When it comes to other kids, helicopter suburb class-anxiety parents will sue because the teacher laughed at their religious beliefs in public. Personally, I take the same attitude towards APs and PAPs because i see the same pathology at work: children are objects and part of the wealth, and what the state has to do with it. Any bad object is a public show of the parent's bad investment strategies.

Michel Foucault touched on some of these things in Discipline and Punish: The Birth of the Prison http://en.wikipedia.org/wiki/Discipline_and_Punish

And hey, so did Pink Floyd's The Wall.

A lot of Foucault's ideas on punishment, care, and state actors influenced my own impacted cynicism about parents and children. Reading him in the 90s prepped me for the case files of PPL in the 00s/10s. He was talking about some messed up stuff in the 70s, when he wrote that.

Points for people to consider

Not that long ago, an AP and I were discussing the type of child many adopters seek, and how this translates into everyday conversation.  This one particular AP admitted to me another AMother told her,  "The child you have should never have been adopted."  Why?  Because the child has so many problems.

What?

What does this mean?

A healthy child deserves an American family, but a child who has been neglected and abused does not deserve a concerned and dedicated family because the problems and complications are too many?

Seriously... is this how adopters think?

Of course, it should come as no surprise, the ideal adopted child is without illness, without history of abuse/trauma, and the adoptable child is under the age of five.  This magic combination should make parenting almost like parenting a "normal" child...you know, one birthed from the uterus, not the heart.

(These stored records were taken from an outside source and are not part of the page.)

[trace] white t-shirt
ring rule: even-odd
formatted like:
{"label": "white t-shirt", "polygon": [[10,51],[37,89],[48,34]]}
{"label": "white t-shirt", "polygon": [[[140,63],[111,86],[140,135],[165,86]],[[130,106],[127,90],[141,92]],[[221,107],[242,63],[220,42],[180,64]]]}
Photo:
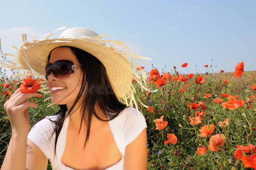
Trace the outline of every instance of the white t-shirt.
{"label": "white t-shirt", "polygon": [[[127,107],[122,111],[119,116],[108,122],[116,143],[122,156],[119,162],[106,169],[124,169],[126,146],[132,142],[142,130],[147,127],[144,116],[140,112],[140,117],[139,116],[136,109]],[[56,147],[57,159],[54,156],[55,134],[50,139],[54,130],[55,125],[54,122],[47,118],[56,120],[58,116],[59,115],[46,116],[37,122],[30,130],[28,138],[36,145],[50,159],[52,169],[71,170],[73,169],[66,166],[60,160],[66,146],[69,117],[64,120],[58,138]]]}

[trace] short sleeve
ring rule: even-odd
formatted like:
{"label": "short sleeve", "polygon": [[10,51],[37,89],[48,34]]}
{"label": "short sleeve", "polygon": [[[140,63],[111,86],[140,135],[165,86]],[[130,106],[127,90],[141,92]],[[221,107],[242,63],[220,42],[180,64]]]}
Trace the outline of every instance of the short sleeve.
{"label": "short sleeve", "polygon": [[128,107],[123,114],[122,122],[124,142],[128,145],[137,138],[142,130],[147,128],[145,118],[139,112],[133,108]]}
{"label": "short sleeve", "polygon": [[28,139],[36,145],[48,159],[52,155],[53,144],[54,144],[55,134],[51,137],[54,125],[54,122],[45,118],[32,128],[28,135]]}

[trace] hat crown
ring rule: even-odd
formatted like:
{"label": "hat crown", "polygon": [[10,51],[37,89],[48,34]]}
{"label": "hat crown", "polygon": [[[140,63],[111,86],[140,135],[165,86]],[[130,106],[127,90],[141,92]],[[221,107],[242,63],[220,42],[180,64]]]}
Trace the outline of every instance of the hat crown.
{"label": "hat crown", "polygon": [[99,34],[89,28],[76,27],[67,29],[60,35],[62,38],[73,38],[83,36],[92,37],[98,36]]}

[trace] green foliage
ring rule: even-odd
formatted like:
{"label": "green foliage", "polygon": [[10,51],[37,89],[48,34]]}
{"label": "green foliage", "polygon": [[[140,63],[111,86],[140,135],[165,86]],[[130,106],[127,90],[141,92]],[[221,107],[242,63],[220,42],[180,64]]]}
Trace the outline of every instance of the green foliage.
{"label": "green foliage", "polygon": [[[146,105],[152,106],[155,111],[155,114],[149,112],[138,102],[148,125],[149,169],[245,169],[242,161],[237,160],[233,154],[237,144],[256,144],[256,131],[252,128],[256,126],[256,111],[254,110],[256,100],[254,98],[255,92],[251,89],[252,85],[255,84],[256,79],[243,75],[237,79],[223,73],[202,75],[204,77],[204,84],[195,84],[195,77],[186,82],[170,81],[160,88],[149,83],[148,86],[151,89],[158,90],[150,95],[144,91],[141,91],[137,83],[134,83],[138,98]],[[226,80],[228,83],[223,84],[223,81]],[[14,84],[2,78],[2,83],[7,81],[11,86]],[[185,88],[186,91],[179,92],[179,89],[184,88],[184,84],[189,85]],[[0,86],[2,93],[0,99],[0,165],[2,165],[11,135],[10,122],[3,106],[8,97],[6,96],[4,97],[3,93],[7,89]],[[12,94],[15,89],[11,88],[8,90]],[[239,95],[238,99],[245,102],[250,100],[251,103],[234,110],[223,110],[221,103],[216,104],[212,99],[220,98],[223,99],[223,102],[227,102],[228,98],[221,97],[220,95],[227,93],[235,97]],[[211,97],[204,98],[207,94],[211,94]],[[36,109],[29,109],[31,127],[39,119],[57,110],[56,106],[47,107],[50,102],[44,102],[43,100],[48,97],[43,95],[42,97],[30,99],[38,103],[38,106]],[[204,111],[205,113],[202,118],[202,122],[192,125],[188,117],[195,117],[195,113],[201,111],[202,108],[189,110],[187,105],[191,102],[202,104],[202,102],[205,103],[207,109]],[[251,108],[248,108],[248,107]],[[154,120],[162,115],[164,116],[164,120],[168,122],[168,124],[163,130],[156,130]],[[225,127],[219,126],[218,122],[224,121],[227,118],[229,119],[229,124]],[[222,134],[226,136],[224,146],[220,146],[220,150],[217,152],[211,151],[208,148],[210,137],[203,138],[198,135],[203,126],[211,124],[214,125],[215,128],[210,137],[219,134]],[[164,145],[164,142],[168,140],[167,135],[170,133],[176,135],[177,143],[175,144],[169,143]],[[203,155],[196,154],[196,149],[200,145],[207,149],[206,153]],[[50,164],[47,169],[51,169]]]}

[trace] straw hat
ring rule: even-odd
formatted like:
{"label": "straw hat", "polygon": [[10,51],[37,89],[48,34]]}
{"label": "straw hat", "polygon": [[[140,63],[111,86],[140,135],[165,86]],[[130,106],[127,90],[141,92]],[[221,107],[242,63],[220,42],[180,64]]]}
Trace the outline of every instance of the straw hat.
{"label": "straw hat", "polygon": [[[142,90],[144,89],[147,91],[150,90],[147,88],[147,76],[145,71],[141,70],[141,74],[139,75],[134,69],[140,67],[134,61],[139,61],[145,64],[139,59],[151,60],[151,59],[136,55],[130,51],[129,49],[124,44],[124,42],[103,39],[101,38],[107,35],[100,36],[88,28],[68,29],[64,31],[60,37],[50,38],[54,33],[65,28],[65,27],[58,28],[50,34],[42,36],[45,36],[44,38],[29,42],[27,41],[26,35],[23,34],[23,44],[21,47],[18,48],[12,47],[17,56],[5,54],[6,56],[12,56],[15,59],[12,61],[7,59],[9,64],[1,64],[12,70],[25,72],[25,73],[12,75],[12,76],[15,77],[14,79],[22,78],[30,74],[32,77],[45,78],[44,69],[47,58],[52,50],[62,46],[80,49],[92,54],[103,64],[114,92],[119,100],[127,106],[132,107],[134,104],[138,110],[132,78],[135,79]],[[29,73],[27,73],[28,71]],[[41,87],[43,88],[39,91],[49,93],[45,90],[48,89],[46,85],[41,85]]]}

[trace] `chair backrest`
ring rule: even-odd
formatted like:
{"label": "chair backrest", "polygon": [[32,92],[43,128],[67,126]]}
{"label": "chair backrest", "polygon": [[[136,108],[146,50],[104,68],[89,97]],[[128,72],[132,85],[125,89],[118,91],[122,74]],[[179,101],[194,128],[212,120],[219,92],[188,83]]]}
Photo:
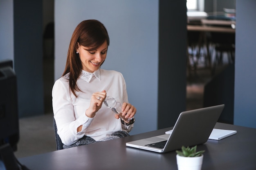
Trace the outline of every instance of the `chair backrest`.
{"label": "chair backrest", "polygon": [[59,136],[57,133],[57,126],[56,126],[56,122],[55,120],[54,120],[54,129],[55,131],[55,137],[56,139],[56,147],[57,150],[63,149],[63,144],[61,142],[61,139],[60,138]]}

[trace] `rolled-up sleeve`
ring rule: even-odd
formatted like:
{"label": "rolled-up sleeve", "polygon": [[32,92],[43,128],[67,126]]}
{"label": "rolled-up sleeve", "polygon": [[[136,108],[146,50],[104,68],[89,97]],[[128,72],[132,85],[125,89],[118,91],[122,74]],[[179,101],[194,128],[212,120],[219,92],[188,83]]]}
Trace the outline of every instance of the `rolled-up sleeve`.
{"label": "rolled-up sleeve", "polygon": [[[82,138],[94,119],[87,117],[85,112],[75,118],[71,93],[67,79],[62,77],[56,81],[52,92],[53,110],[57,133],[62,143],[66,145]],[[77,128],[81,125],[82,131],[77,132]]]}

It's funny when these things in Adoptionland are said to an adoptee.

There was a day when people would look at the adopted child and think:  Orphan; the child's parents are gone... no family, no inheritance, no wealth... poor, poor thing.  Maybe if the child is lucky (and good), that child will be given a new family.

Nowadays, the adopted child is seen with so many labels, it's a wonder anyone can remember there is a child full of loss, inside.  Over the life-span of the adoption industry, we have seen a change in public opinion, and I do not believe the morphing change and stigma associations have been to the benefit of the child.  On one hand, the general public is to believe adoptable children are "regular" "normal" children lacking family and love, and all they need is a parent and a home.  The general public is not to do the math that says adopted child = bad news.

MC, your comment really struck a loud chord in my mind.

Personally, I take the same attitude towards APs and PAPs because i see the same pathology at work: children are objects and part of the wealth, and what the state has to do with it. Any bad object is a public show of the parent's bad investment strategies.

I believe the PPL cases help prove far too many people are going into adoption with the wrong image and mind-set as it should relate to good loving parenting and the purpose behind adoption.  When adoption advocates claim adoption is about finding parents for children, I think who in the right mind would ever choose adoptive candidates who look at children as objects?  Sadly, we see this type of adoption taking place all the time, and it's exampled in comments like, "The child with many problems should never be adopted in the first place."

The logical result of the mini-messiah complex?

When adoption advocates claim adoption is about finding parents for children, I think who in the right mind would ever choose adoptive candidates who look at children as objects?  Sadly, we see this type of adoption taking place all the time, and it's exampled in comments like, "The child with many problems should never be adopted in the first place."

Flip side of that:  Look at me!!!! Look what I found/saved/rescued! [ticks off everything deemed wrong and undesirable about the child, one martyr point per line item]

I am such a messiah!

Worthy of more study

I often wonder how mega-adoption affects the messiah effect.

It seems the more a person adopts, the more children, the more "dramatic' the story, the more extreme the AP seems.  [Peruse the over-emotional blogs, for confirmation.].

Tell me, what are the AP's getting out of such adoption stories?